Lahore is the core of Pakistan's media and arts scene. Pakistan's most prestigious art college, National College of Arts, is located here. Every year, it hosts the World Performing Arts Festival, in which artists from dozens of countries show off their talents. This festival is managed by the Peerzada group, which is also the largest puppetry theater company in Pakistan. Lahore is also home to the country's developing fashion industry, supported by numerous designer outlets and the country's most prestigious fashion school, the Pakistan School of Fashion Design, which has some of the best photo studios and photographers in the country.

Lahore has also been home to Pakistan's old classical music, ghazals and Qawwalis, with big names such as Noor Jehan, Arif Lohar, Nusrat Fateh Ali Khan, Mehdi Hassan and Ghulam Ali residing in the city. In recent years Lahore has produced some of Pakistan's greatest pop singers, such as Atif Aslam and Ali Zafar. The city is recognized as the birthplace of South Asia's modern rock scene thanks to popular bands like Jal, Call, Roxen, Noori and Entity Paradigm, some of whose songs have been featured in Bollywood films.
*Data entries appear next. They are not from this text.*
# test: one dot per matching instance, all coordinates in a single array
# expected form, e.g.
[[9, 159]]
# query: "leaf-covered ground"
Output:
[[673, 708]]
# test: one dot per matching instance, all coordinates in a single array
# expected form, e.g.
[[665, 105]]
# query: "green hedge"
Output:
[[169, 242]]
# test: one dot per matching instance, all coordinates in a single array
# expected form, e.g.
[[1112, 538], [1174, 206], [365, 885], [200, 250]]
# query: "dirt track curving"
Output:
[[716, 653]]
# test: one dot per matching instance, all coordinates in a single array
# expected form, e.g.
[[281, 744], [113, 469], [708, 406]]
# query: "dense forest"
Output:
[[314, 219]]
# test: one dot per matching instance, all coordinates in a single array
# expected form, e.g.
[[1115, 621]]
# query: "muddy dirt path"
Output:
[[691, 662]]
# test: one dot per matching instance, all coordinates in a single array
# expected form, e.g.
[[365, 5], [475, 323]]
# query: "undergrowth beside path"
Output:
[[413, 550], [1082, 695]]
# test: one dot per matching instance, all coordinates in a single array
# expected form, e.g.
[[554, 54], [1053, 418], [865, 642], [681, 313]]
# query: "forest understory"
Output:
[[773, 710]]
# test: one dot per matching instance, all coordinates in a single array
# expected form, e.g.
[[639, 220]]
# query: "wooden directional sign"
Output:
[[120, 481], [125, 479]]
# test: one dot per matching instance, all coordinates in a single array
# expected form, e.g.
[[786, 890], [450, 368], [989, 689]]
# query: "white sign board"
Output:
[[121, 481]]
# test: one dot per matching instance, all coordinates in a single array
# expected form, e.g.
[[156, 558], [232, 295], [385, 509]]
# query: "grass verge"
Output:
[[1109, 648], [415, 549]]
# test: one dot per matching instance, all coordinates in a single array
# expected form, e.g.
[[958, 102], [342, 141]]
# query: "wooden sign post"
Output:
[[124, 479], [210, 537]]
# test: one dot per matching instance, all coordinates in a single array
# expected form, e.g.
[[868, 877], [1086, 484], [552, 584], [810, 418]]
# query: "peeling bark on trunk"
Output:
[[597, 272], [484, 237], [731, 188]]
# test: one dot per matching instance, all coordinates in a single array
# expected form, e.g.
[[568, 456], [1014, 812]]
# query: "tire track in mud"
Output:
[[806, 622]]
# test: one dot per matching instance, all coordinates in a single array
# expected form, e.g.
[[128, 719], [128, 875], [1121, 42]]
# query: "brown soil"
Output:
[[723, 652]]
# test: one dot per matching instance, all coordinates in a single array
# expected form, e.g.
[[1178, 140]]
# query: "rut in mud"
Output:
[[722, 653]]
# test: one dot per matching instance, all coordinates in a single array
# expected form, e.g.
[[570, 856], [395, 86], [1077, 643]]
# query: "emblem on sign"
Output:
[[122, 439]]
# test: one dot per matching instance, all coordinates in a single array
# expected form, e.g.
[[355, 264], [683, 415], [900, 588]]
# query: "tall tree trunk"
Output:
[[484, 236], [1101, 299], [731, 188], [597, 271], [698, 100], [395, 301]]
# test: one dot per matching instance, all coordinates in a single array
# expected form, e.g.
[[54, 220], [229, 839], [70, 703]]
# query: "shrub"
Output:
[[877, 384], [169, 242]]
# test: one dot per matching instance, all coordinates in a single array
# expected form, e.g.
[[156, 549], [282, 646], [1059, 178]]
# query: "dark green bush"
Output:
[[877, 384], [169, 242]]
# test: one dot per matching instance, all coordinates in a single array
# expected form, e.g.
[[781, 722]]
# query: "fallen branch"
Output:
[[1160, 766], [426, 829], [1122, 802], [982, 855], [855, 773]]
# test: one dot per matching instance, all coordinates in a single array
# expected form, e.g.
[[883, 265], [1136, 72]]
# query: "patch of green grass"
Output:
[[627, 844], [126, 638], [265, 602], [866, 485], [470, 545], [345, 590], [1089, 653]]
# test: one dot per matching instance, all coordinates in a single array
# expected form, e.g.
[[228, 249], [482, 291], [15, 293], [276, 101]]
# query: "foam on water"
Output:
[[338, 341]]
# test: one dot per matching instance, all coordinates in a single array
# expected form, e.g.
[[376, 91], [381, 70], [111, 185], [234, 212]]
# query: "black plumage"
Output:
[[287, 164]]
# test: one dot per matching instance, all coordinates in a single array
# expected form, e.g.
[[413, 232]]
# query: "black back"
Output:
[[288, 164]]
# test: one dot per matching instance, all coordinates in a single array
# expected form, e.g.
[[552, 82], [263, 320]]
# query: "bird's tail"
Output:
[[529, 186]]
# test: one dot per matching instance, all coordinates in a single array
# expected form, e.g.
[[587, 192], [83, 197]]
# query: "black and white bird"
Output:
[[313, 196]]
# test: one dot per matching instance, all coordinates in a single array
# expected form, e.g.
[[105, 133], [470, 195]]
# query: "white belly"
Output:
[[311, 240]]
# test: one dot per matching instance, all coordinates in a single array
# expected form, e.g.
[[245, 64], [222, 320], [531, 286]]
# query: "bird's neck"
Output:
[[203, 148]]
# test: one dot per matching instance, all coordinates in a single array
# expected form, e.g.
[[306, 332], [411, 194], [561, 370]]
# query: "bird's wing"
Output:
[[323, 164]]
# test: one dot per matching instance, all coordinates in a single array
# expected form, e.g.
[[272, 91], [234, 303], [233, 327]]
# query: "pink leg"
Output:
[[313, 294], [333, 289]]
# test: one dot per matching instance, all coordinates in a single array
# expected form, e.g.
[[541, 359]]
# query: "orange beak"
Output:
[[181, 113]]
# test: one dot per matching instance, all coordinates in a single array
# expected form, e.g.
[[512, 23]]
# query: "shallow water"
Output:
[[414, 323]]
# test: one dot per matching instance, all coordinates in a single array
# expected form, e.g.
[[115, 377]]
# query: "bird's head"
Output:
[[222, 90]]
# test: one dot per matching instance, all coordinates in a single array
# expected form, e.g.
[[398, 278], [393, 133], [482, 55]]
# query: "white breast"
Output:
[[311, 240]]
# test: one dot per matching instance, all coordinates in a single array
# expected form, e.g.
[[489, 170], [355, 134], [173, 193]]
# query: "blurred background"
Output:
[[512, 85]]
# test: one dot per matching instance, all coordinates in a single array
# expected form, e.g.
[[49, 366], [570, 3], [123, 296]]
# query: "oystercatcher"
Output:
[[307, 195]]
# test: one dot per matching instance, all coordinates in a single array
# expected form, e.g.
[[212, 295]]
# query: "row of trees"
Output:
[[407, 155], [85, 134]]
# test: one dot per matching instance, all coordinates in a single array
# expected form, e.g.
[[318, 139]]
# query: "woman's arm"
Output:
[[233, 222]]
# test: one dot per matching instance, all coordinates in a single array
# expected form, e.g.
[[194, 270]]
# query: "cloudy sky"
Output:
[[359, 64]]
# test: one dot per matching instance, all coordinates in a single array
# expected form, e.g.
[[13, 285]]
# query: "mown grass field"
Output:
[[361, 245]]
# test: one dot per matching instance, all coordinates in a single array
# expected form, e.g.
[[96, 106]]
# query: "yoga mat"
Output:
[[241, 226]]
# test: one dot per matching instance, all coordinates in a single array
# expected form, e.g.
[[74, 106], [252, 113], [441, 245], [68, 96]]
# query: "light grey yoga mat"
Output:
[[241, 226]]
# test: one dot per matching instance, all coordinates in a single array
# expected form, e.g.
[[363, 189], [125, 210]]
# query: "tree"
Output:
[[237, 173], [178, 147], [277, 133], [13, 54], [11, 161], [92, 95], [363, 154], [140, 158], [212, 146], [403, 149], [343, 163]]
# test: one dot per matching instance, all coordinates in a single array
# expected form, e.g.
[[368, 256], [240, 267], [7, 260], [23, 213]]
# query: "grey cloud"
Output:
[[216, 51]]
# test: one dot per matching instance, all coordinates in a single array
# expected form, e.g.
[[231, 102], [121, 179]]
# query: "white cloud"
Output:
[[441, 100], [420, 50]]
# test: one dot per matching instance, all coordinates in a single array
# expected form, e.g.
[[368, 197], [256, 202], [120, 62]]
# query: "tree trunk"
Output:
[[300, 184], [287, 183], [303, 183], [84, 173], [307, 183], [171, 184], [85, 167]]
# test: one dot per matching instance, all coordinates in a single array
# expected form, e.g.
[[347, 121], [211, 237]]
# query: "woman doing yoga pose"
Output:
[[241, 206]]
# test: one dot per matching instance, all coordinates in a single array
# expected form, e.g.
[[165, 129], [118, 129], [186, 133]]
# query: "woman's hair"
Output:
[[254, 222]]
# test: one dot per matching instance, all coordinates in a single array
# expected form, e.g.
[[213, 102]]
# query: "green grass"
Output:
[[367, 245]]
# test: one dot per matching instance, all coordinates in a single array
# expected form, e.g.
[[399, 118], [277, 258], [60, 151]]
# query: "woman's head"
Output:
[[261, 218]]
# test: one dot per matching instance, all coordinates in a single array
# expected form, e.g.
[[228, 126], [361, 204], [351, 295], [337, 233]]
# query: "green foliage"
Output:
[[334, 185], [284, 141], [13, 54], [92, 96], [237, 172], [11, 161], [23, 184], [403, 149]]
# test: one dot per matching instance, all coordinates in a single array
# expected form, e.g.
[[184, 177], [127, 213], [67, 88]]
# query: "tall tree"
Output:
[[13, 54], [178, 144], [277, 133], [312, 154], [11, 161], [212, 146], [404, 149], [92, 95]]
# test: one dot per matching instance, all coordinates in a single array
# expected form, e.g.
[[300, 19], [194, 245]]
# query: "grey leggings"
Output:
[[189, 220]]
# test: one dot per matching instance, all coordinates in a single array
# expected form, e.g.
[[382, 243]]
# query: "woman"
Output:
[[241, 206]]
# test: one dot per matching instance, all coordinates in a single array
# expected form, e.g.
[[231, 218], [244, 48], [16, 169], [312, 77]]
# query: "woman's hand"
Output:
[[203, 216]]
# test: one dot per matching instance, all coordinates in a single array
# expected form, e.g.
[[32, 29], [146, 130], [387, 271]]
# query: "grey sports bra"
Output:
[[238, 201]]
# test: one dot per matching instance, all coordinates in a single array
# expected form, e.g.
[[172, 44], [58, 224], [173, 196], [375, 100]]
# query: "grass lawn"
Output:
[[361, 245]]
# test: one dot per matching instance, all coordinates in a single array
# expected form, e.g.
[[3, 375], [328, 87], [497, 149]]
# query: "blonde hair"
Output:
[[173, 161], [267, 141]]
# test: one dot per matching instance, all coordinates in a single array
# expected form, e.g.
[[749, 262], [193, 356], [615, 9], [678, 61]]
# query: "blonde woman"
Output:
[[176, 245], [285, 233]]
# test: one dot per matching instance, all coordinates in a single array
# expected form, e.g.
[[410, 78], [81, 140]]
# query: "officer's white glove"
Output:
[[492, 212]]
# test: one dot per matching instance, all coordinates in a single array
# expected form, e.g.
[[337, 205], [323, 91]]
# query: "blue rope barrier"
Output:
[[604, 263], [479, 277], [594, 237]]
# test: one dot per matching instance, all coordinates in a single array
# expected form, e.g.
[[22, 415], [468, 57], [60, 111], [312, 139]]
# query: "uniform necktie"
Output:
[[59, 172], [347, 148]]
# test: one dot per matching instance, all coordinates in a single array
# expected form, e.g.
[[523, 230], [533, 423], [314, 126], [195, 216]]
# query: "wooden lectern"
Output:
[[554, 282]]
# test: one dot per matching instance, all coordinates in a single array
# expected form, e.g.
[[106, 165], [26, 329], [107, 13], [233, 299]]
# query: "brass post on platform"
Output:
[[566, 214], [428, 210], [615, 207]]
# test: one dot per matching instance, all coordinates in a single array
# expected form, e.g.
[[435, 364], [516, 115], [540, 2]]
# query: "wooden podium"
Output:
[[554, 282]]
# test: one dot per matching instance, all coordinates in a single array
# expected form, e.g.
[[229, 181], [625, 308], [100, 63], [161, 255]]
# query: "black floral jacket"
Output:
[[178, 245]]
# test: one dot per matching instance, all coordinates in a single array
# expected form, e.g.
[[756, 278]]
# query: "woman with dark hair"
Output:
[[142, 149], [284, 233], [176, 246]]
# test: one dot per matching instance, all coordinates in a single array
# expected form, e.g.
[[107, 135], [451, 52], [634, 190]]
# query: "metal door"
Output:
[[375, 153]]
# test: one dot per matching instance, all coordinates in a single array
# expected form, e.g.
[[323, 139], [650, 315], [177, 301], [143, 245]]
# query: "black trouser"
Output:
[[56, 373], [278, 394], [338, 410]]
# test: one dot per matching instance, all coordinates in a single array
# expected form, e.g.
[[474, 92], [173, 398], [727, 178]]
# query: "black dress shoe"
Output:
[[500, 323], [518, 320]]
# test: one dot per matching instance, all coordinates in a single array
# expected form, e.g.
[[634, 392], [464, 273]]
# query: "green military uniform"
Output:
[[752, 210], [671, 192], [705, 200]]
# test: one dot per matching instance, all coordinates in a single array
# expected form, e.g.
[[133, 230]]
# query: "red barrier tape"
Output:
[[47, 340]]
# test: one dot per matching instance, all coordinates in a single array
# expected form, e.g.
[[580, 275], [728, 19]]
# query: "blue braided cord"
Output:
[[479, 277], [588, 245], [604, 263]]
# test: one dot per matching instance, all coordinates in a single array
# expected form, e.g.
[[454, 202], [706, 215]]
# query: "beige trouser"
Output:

Pakistan's film industry is based in the city and is called Lollywood. Many films are filmed in Lahore and the city has some of the oldest film studios in the country. Many actors and directors are based in Lahore, which brings many artists together to launch films. Cinema's popularity is on the upswing again in recent years and IMAX is building outlets in the city. Several FM radio stations and television stations have set up their operations here. Lahore is home to Geo TV's Infotainment Division and Pakistan's first children's television channel, Wikid, as well as Pakistan's first community channel, Asset Plus (available only in DHA Lahore) and lifestyle channel, Value TV.